Any help would be extremely useful! Thanks in advance!


Solution

  • This is a case where it may be easier to handle processing the data more as plain text than as HTML, after initially extracting the element you're looking for. The reason is that the HTML is not very well formatted for parsing / it doesn't follow a very uniform pattern. The html5lib package generally handles poorly formatted html better than html.parser, but it didn't help significantly in this case.

    import re
    from typing import Collection, Iterator
    
    from bs4 import BeautifulSoup
    
    
    def iter_lines(soup: BeautifulSoup, ignore: Collection[str] = ()) -> Iterator[str]:
        for sibling in soup.find('b').next_siblings:
            for block in sibling.stripped_strings:
                block_str = ' '.join(filter(None, (line.strip() for line in block.split('\n'))))
                if block_str and block_str not in ignore:
                    yield block_str
    
    
    def group_people(soup: BeautifulSoup, ignore: Collection[str] = ()) -> list[list[str]]:
        zip_code_pattern = re.compile(r', \d+$')
        people = []
        person = []
        for line in iter_lines(soup, ignore):
            person.append(line)
            if zip_code_pattern.search(line):
                people.append(person)
                person = []
    
        return people
    
    
    def normalize_person(raw_person: list[str]) -> dict[str, str | None]:
        return {
            'NAME': raw_person[0],
            'PROFESSION': raw_person[1] if len(raw_person) > 4 else None,
            'DEPARTMENT': next((line for line in raw_person if 'DEPARTMENT' in line), None),
            'INSTITUTION': raw_person[-2],
            'LOCATION': raw_person[-1],
        }
    
    
    raw_people = group_people(soup, ignore={'SCIENTIFIC REVIEW OFFICER'})
    normalized = [normalize_person(person) for person in raw_people]
    

    This works with both BeautifulSoup(content, 'html.parser') and BeautifulSoup(content, 'html5lib').

    The iter_lines function finds the first <b> tag like you did before, and then yields a single string for each line that is displayed in a browser.

    The group_people function groups the lines into separate people, using the zip code at the end to indicate that that person's entry is complete. It may be possible to combine this function with iter_lines and skip the regex, but this was slightly easier. Better formatted html would be more conducive to that approach.

    The ignore parameter was used to skip the SCIENTIFIC REVIEW OFFICER header above the last person on that page.

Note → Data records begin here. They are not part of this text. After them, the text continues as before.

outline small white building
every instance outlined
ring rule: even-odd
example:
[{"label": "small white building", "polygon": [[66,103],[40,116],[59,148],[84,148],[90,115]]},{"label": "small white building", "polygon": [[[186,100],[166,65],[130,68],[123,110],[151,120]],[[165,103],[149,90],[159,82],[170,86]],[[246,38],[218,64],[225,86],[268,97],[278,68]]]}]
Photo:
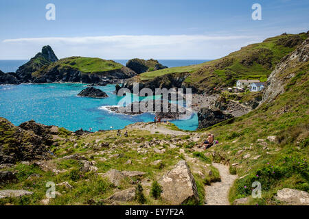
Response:
[{"label": "small white building", "polygon": [[259,83],[259,80],[238,80],[236,82],[236,86],[238,88],[247,87],[251,86],[252,83]]},{"label": "small white building", "polygon": [[252,83],[251,85],[250,91],[251,92],[258,92],[264,90],[265,86],[265,83],[264,82],[255,82]]}]

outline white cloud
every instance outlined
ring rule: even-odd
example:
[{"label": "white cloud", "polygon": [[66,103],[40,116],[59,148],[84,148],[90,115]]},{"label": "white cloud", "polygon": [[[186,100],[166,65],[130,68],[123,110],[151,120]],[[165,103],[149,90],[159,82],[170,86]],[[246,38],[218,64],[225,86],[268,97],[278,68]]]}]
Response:
[{"label": "white cloud", "polygon": [[[214,59],[240,49],[247,42],[258,42],[252,36],[104,36],[6,39],[0,59],[29,59],[45,44],[59,57],[72,55],[105,59]],[[6,56],[5,56],[6,55]]]}]

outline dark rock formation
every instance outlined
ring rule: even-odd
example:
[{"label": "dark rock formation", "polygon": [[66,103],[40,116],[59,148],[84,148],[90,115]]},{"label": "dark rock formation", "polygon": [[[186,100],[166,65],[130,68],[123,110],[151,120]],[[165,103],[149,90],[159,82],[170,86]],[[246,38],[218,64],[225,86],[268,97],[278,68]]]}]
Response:
[{"label": "dark rock formation", "polygon": [[203,129],[226,120],[233,117],[231,114],[224,114],[219,109],[202,108],[198,112],[198,127]]},{"label": "dark rock formation", "polygon": [[[185,86],[183,83],[189,75],[188,73],[168,74],[156,77],[148,81],[139,81],[139,89],[141,90],[143,88],[150,88],[154,92],[156,88],[183,88]],[[128,79],[122,84],[122,88],[128,88],[133,92],[134,83],[136,82],[135,79],[134,77]],[[192,88],[192,92],[196,91],[194,88]]]},{"label": "dark rock formation", "polygon": [[0,185],[16,181],[17,181],[17,177],[14,172],[10,171],[0,171]]},{"label": "dark rock formation", "polygon": [[36,135],[42,137],[43,144],[48,146],[51,146],[54,143],[52,135],[58,133],[57,127],[42,125],[34,120],[21,123],[19,127],[24,130],[32,131]]},{"label": "dark rock formation", "polygon": [[269,75],[260,104],[270,103],[284,93],[286,84],[295,77],[295,69],[301,68],[308,60],[309,38],[307,38],[293,53],[284,57]]},{"label": "dark rock formation", "polygon": [[[102,86],[104,86],[108,83],[122,83],[122,80],[136,75],[133,70],[126,66],[99,73],[83,73],[70,62],[76,58],[78,57],[62,59],[52,65],[41,68],[33,74],[33,83],[82,82],[100,86],[102,83]],[[70,64],[66,64],[66,62]]]},{"label": "dark rock formation", "polygon": [[198,204],[197,186],[185,160],[178,162],[159,183],[162,186],[162,198],[171,205]]},{"label": "dark rock formation", "polygon": [[18,84],[19,78],[14,73],[5,73],[0,70],[0,84]]},{"label": "dark rock formation", "polygon": [[21,82],[32,82],[32,74],[34,72],[56,61],[58,61],[58,58],[52,47],[45,46],[42,48],[41,53],[37,53],[30,61],[20,66],[16,73],[21,79]]},{"label": "dark rock formation", "polygon": [[[152,105],[151,105],[150,104]],[[160,108],[157,110],[155,108],[156,105],[160,105]],[[135,107],[137,107],[139,110],[135,112]],[[170,102],[163,103],[163,100],[141,101],[133,102],[126,107],[108,106],[106,107],[106,109],[115,113],[127,115],[138,115],[143,113],[155,114],[162,120],[179,120],[191,116],[191,112],[188,111],[188,110],[179,105],[172,104]]]},{"label": "dark rock formation", "polygon": [[144,60],[141,59],[133,59],[128,61],[126,66],[132,69],[137,74],[146,73],[146,71],[152,71],[159,69],[167,68],[167,66],[163,66],[157,60]]},{"label": "dark rock formation", "polygon": [[42,137],[0,118],[0,164],[49,158]]},{"label": "dark rock formation", "polygon": [[106,98],[108,97],[106,92],[102,91],[100,89],[95,88],[93,87],[87,88],[82,90],[78,96],[89,96],[95,98]]}]

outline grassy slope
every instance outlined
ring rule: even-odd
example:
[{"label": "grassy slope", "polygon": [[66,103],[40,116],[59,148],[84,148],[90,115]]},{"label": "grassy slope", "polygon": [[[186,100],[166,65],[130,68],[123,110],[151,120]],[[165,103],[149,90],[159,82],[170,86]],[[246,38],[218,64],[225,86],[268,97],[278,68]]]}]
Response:
[{"label": "grassy slope", "polygon": [[60,66],[60,69],[71,67],[78,69],[84,74],[100,73],[120,69],[123,66],[121,64],[115,62],[114,61],[104,60],[98,57],[69,57],[61,59],[48,66],[45,66],[43,69],[32,73],[32,75],[39,75],[56,66]]},{"label": "grassy slope", "polygon": [[[17,172],[19,182],[11,183],[4,185],[0,185],[0,190],[5,189],[24,189],[34,192],[34,194],[21,198],[0,198],[0,205],[5,203],[14,205],[41,205],[41,201],[46,198],[45,184],[48,181],[53,181],[55,183],[68,181],[73,186],[72,189],[67,189],[60,186],[56,187],[56,191],[62,194],[61,196],[52,198],[51,205],[88,205],[88,201],[93,199],[97,205],[104,205],[100,201],[115,192],[115,189],[124,190],[132,188],[136,185],[133,185],[131,179],[141,179],[137,178],[128,179],[124,180],[121,185],[115,187],[111,185],[106,179],[100,177],[98,173],[87,172],[82,173],[79,168],[80,164],[78,161],[73,159],[61,159],[60,158],[71,154],[80,153],[89,157],[94,155],[93,158],[89,158],[96,162],[95,166],[98,168],[98,172],[104,173],[111,169],[119,170],[138,170],[146,172],[147,174],[144,177],[149,179],[151,181],[159,180],[160,177],[168,170],[179,160],[184,159],[183,154],[180,152],[180,148],[183,148],[188,152],[188,148],[192,146],[192,142],[180,146],[175,149],[171,149],[168,145],[156,145],[154,147],[160,149],[164,148],[166,151],[164,153],[157,153],[152,149],[148,150],[146,153],[139,153],[137,149],[141,149],[141,145],[149,141],[157,140],[168,140],[172,137],[168,135],[150,134],[148,131],[141,130],[129,130],[129,136],[117,136],[117,131],[106,131],[98,132],[90,135],[80,137],[74,137],[69,132],[64,131],[62,129],[60,136],[63,139],[58,140],[58,146],[52,146],[51,151],[55,154],[58,159],[49,160],[49,166],[58,170],[67,170],[65,172],[56,175],[52,171],[44,172],[35,165],[25,165],[18,163],[16,166],[5,168],[2,170],[11,170]],[[185,136],[186,137],[187,136]],[[99,142],[96,143],[96,140]],[[100,144],[101,142],[109,142],[109,147],[105,147],[95,150],[91,146]],[[77,144],[76,146],[74,144]],[[87,146],[88,145],[89,146]],[[112,149],[112,146],[115,146]],[[144,149],[143,149],[144,150]],[[192,156],[193,157],[193,156]],[[105,160],[106,159],[106,160]],[[132,160],[132,164],[125,164],[128,159]],[[161,162],[153,165],[154,161],[161,159]],[[209,163],[209,160],[202,162]],[[189,162],[189,165],[196,164]],[[216,169],[211,167],[214,172]],[[205,171],[201,170],[201,171]],[[216,173],[215,172],[215,173]],[[41,177],[34,177],[28,178],[30,175],[37,174]],[[198,194],[201,198],[200,204],[203,204],[204,201],[204,184],[209,181],[214,181],[214,176],[209,176],[207,171],[205,171],[205,179],[203,179],[197,174],[194,175],[194,178],[198,190]],[[218,174],[214,174],[217,177]],[[147,205],[167,205],[161,198],[155,199],[146,192],[147,190],[151,189],[151,185],[143,186],[144,194],[146,198]],[[136,201],[125,203],[126,205],[139,205]],[[93,205],[93,204],[92,204]]]},{"label": "grassy slope", "polygon": [[[262,198],[251,199],[251,204],[280,204],[273,196],[284,188],[309,192],[308,69],[309,62],[290,69],[287,74],[295,73],[296,76],[274,102],[207,131],[222,142],[213,150],[230,164],[239,163],[231,170],[240,177],[248,175],[235,183],[231,201],[250,196],[251,184],[256,181],[262,183]],[[270,136],[277,136],[278,142],[269,142]],[[264,140],[267,149],[258,139]],[[244,159],[247,154],[250,157]],[[220,161],[220,156],[213,159]]]},{"label": "grassy slope", "polygon": [[295,47],[285,47],[281,42],[288,38],[305,40],[306,34],[281,35],[251,44],[222,58],[198,65],[165,68],[140,75],[140,80],[173,73],[189,72],[185,82],[203,89],[207,87],[233,86],[237,79],[259,79],[266,81],[275,65]]}]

    Lastly, the normalize_person function attempts to interpret what each line for a given person means. The name, institution, and location appear to be fairly consistent, but I took some liberties with profession and department to use None when it seemed like a value did not exist. Those decisions were only made based on the particular page you linked to - you may need to adjust those for other pages. It uses negative indexes for the institution and location because the number of lines that existed for each person's data was variable.